Poison Is Not Polite

Poison Is Not Polite

The schoolgirl detectives of Murder Is Bad Manners, Daisy Wells and Hazel Wong, return in Robin Stevens’ sequel, Poison Is Not Polite. Here, they tackle a murder during one of those classic English mystery situations: the manor house party.

It’s the Easter holidays, so instead of going home to Hong Kong, Hazel is staying with Daisy and her family at their estate. Daisy’s parents, Lord and Lady Hastings, aren’t getting along, a situation exacerbated by Lady Hastings’ friend, Mr. Curtis, coming to visit as well. The too-attractive Mr. Curtis is an antiques dealer, and he’s very interested in obtaining some of the family heirlooms, no matter whether the owners really want to part with them or not. In short, he’s a cad.

The additional visitors are the scatty Aunt Saskia, the mysterious Uncle Felix (who may or may not be a secret agent), two more schoolgirl friends, and Miss Alston, Daisy’s temporary governess. Everyone has a secret, and while younger readers will enjoy the surprises, there’s no harm in older readers figuring them out before they’re revealed, because they can play along and enjoy seeing the characters realize them.

Poison Is Not Polite

We’re over a quarter of the way through the book before the slimy Mr. Curtis gets poisoned, which gives Stevens plenty of time to establish the cast and their motivations. While a few of the characters aren’t fully fleshed out — Daisy’s brother Bertie, for example, and his visiting friend Stephen wander in and out as the plot demands, but they didn’t seem like real people to me — they are all beautifully described visually, and the setting is wonderful.

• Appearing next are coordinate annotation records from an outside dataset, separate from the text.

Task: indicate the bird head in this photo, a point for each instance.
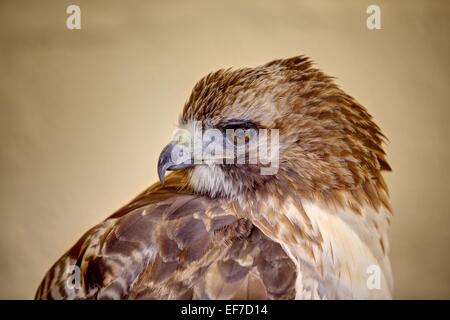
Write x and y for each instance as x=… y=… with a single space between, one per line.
x=281 y=127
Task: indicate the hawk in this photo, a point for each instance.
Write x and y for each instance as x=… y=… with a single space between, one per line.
x=315 y=229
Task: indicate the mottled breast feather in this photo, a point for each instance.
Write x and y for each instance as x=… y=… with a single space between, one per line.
x=169 y=244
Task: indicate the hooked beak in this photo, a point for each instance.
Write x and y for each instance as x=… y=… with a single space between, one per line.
x=173 y=157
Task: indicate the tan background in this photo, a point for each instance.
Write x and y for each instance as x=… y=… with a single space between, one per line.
x=84 y=114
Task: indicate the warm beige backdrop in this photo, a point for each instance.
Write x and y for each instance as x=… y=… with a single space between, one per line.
x=84 y=114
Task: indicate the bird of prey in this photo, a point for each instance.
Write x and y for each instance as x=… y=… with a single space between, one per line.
x=315 y=229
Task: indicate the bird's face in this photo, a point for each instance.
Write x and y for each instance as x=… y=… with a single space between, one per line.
x=283 y=125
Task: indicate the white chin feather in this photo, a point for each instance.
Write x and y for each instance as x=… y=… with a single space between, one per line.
x=210 y=180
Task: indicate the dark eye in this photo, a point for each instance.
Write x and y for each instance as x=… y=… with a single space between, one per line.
x=240 y=137
x=236 y=124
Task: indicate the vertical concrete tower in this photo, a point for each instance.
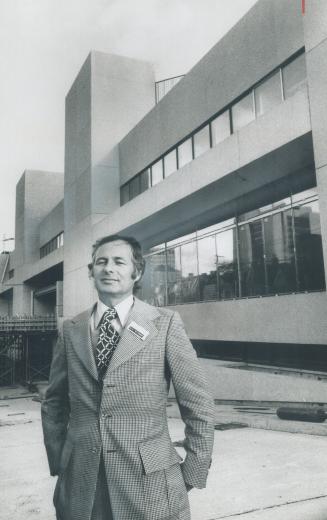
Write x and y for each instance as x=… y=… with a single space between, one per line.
x=109 y=97
x=315 y=37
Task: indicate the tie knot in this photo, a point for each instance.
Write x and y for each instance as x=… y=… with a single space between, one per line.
x=109 y=314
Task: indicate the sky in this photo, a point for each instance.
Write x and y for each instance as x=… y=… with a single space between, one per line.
x=43 y=44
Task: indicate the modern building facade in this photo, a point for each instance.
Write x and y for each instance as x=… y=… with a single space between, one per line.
x=223 y=180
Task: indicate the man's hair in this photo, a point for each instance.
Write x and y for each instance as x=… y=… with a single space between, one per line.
x=137 y=256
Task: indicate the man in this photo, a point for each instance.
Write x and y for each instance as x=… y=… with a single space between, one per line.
x=104 y=415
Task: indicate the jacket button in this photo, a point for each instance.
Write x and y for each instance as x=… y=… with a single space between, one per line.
x=105 y=415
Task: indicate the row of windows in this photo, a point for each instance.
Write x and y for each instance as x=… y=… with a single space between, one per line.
x=52 y=245
x=276 y=249
x=280 y=85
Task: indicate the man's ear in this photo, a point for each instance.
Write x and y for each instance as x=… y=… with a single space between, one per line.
x=90 y=269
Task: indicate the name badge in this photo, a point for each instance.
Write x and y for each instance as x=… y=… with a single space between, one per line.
x=137 y=330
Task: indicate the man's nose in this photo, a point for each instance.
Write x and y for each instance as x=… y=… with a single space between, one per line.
x=108 y=267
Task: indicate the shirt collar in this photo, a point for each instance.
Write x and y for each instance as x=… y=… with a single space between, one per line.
x=123 y=308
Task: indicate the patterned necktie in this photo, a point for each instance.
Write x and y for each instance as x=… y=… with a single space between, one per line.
x=107 y=341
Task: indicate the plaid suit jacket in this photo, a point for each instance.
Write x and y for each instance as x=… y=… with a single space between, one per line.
x=124 y=420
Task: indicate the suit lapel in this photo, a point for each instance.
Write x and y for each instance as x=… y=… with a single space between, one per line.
x=129 y=345
x=81 y=340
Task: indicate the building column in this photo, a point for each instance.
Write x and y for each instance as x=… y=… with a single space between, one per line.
x=315 y=37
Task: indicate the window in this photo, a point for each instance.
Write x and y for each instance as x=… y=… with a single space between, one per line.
x=279 y=253
x=201 y=141
x=189 y=273
x=220 y=128
x=170 y=162
x=268 y=94
x=52 y=245
x=154 y=281
x=144 y=180
x=157 y=172
x=294 y=76
x=174 y=276
x=134 y=187
x=310 y=268
x=227 y=264
x=185 y=153
x=251 y=254
x=207 y=268
x=243 y=112
x=124 y=194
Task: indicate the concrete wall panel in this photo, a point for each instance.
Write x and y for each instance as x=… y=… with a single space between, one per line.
x=231 y=67
x=52 y=224
x=293 y=318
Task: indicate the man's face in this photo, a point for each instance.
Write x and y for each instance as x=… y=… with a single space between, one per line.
x=112 y=271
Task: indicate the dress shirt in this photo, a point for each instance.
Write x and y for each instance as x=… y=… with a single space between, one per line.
x=123 y=309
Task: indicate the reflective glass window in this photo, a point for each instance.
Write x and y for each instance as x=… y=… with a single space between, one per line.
x=134 y=187
x=207 y=268
x=170 y=161
x=201 y=141
x=297 y=197
x=157 y=172
x=144 y=180
x=265 y=209
x=220 y=128
x=251 y=250
x=185 y=154
x=227 y=264
x=174 y=276
x=243 y=112
x=154 y=280
x=268 y=94
x=309 y=254
x=215 y=227
x=189 y=268
x=279 y=253
x=179 y=240
x=294 y=76
x=124 y=194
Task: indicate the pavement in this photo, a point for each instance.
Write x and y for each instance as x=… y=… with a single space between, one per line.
x=257 y=473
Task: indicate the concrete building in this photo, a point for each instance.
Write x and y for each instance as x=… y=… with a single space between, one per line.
x=224 y=181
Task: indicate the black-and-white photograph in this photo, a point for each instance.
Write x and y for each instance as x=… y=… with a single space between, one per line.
x=163 y=261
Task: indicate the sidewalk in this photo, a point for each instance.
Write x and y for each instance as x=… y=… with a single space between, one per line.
x=255 y=474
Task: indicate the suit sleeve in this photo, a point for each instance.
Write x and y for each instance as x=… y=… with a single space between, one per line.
x=195 y=403
x=55 y=407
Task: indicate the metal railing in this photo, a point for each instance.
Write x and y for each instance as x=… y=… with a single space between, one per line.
x=23 y=323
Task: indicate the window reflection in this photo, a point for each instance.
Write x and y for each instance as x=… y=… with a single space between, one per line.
x=174 y=276
x=154 y=280
x=227 y=264
x=275 y=249
x=279 y=250
x=252 y=269
x=207 y=268
x=308 y=246
x=189 y=267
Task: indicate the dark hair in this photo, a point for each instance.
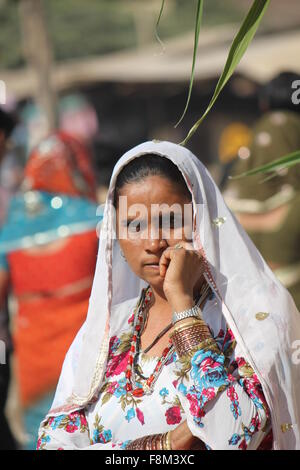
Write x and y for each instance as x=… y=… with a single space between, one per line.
x=277 y=93
x=7 y=123
x=149 y=165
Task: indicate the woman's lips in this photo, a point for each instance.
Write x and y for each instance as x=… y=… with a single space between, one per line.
x=152 y=266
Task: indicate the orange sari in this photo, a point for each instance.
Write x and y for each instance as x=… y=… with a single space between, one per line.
x=52 y=290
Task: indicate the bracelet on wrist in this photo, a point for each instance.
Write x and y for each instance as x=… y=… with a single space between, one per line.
x=191 y=312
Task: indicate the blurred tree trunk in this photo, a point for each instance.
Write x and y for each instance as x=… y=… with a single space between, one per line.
x=38 y=53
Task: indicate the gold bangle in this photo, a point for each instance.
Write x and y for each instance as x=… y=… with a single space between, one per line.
x=168 y=441
x=187 y=321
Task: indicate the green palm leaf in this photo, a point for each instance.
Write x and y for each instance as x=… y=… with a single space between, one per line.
x=286 y=161
x=157 y=24
x=236 y=52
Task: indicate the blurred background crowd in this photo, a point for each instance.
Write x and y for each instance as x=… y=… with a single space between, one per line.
x=80 y=83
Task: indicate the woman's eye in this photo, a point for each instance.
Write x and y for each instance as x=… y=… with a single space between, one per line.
x=134 y=227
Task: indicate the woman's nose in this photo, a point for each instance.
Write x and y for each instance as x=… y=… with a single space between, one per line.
x=155 y=244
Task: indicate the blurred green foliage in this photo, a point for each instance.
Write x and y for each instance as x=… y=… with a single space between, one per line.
x=80 y=28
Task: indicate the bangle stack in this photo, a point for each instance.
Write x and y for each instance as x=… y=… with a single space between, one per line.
x=152 y=442
x=189 y=335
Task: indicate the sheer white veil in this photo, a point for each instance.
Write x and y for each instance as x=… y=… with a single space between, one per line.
x=259 y=310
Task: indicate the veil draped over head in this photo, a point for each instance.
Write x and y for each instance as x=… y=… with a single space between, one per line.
x=258 y=309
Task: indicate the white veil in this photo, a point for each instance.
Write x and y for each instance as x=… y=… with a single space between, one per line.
x=258 y=309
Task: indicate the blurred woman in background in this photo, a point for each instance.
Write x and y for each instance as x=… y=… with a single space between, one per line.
x=48 y=249
x=269 y=210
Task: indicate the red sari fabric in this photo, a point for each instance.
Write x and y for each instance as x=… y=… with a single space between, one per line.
x=46 y=326
x=61 y=164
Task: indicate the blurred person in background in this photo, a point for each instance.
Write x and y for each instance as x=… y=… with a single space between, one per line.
x=269 y=210
x=7 y=124
x=48 y=249
x=234 y=139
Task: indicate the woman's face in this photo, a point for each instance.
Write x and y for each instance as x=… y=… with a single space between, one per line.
x=152 y=214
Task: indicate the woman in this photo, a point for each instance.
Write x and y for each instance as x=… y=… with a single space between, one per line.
x=48 y=249
x=227 y=361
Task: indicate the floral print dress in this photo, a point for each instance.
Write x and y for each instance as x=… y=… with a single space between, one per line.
x=215 y=391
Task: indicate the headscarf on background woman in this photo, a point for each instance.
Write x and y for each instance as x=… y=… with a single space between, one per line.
x=48 y=248
x=258 y=310
x=268 y=210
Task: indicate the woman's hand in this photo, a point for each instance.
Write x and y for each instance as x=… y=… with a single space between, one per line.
x=183 y=439
x=181 y=269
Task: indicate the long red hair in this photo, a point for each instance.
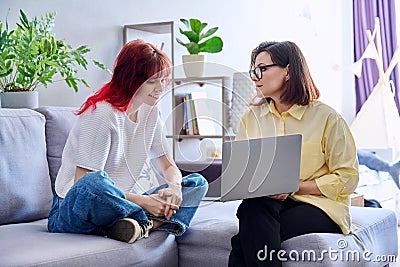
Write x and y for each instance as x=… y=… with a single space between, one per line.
x=136 y=62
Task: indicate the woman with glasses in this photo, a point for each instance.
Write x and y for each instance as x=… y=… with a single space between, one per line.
x=287 y=104
x=117 y=131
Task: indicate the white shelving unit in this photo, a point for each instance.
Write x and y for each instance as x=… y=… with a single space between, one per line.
x=212 y=117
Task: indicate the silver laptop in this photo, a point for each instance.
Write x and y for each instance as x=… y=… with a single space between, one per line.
x=260 y=167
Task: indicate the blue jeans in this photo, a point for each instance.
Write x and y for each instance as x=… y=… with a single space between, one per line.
x=94 y=204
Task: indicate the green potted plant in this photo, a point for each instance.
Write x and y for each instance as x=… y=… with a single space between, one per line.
x=200 y=41
x=30 y=56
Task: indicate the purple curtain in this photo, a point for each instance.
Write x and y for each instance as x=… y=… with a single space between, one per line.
x=364 y=13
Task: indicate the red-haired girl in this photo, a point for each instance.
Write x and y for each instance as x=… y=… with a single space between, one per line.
x=117 y=131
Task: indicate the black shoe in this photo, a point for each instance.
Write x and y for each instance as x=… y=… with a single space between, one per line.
x=128 y=230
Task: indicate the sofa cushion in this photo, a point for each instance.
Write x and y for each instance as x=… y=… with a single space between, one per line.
x=209 y=234
x=215 y=223
x=30 y=244
x=24 y=177
x=59 y=121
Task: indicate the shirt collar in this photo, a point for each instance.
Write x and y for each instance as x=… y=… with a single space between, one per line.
x=295 y=111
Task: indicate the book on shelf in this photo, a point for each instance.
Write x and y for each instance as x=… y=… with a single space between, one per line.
x=189 y=115
x=205 y=119
x=198 y=117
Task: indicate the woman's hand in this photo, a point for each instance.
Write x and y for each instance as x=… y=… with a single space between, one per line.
x=280 y=197
x=173 y=196
x=157 y=206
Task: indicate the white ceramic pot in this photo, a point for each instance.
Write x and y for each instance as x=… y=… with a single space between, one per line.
x=193 y=65
x=20 y=99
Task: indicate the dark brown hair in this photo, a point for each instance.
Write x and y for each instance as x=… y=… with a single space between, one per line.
x=301 y=88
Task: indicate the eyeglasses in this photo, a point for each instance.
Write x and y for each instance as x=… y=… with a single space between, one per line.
x=257 y=71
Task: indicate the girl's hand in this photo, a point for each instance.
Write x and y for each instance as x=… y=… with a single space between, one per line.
x=173 y=196
x=157 y=206
x=280 y=197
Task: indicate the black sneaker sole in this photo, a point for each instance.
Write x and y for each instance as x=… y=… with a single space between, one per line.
x=125 y=230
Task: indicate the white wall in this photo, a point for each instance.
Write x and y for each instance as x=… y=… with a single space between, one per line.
x=322 y=29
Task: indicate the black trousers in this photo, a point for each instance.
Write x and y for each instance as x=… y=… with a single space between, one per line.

Stevens also downplays the “foreign girl in classic English environment” in this volume. While that’s a natural part of Hazel’s character, and it’s part of what makes her such a great observer and narrator, I thought it was mentioned too often in the first book. Having her express her different background through comparison mentions of her home, which she misses, felt more natural to me.

I like the way very British phrases are used in the text, with a glossary in the back (written in character) for American readers. It’s a nice touch to keep the period and locale flavor. That’s the best reason to read this mystery series for me, how much fun it is to visit the past with these privileged schoolgirls and solve mysteries with them.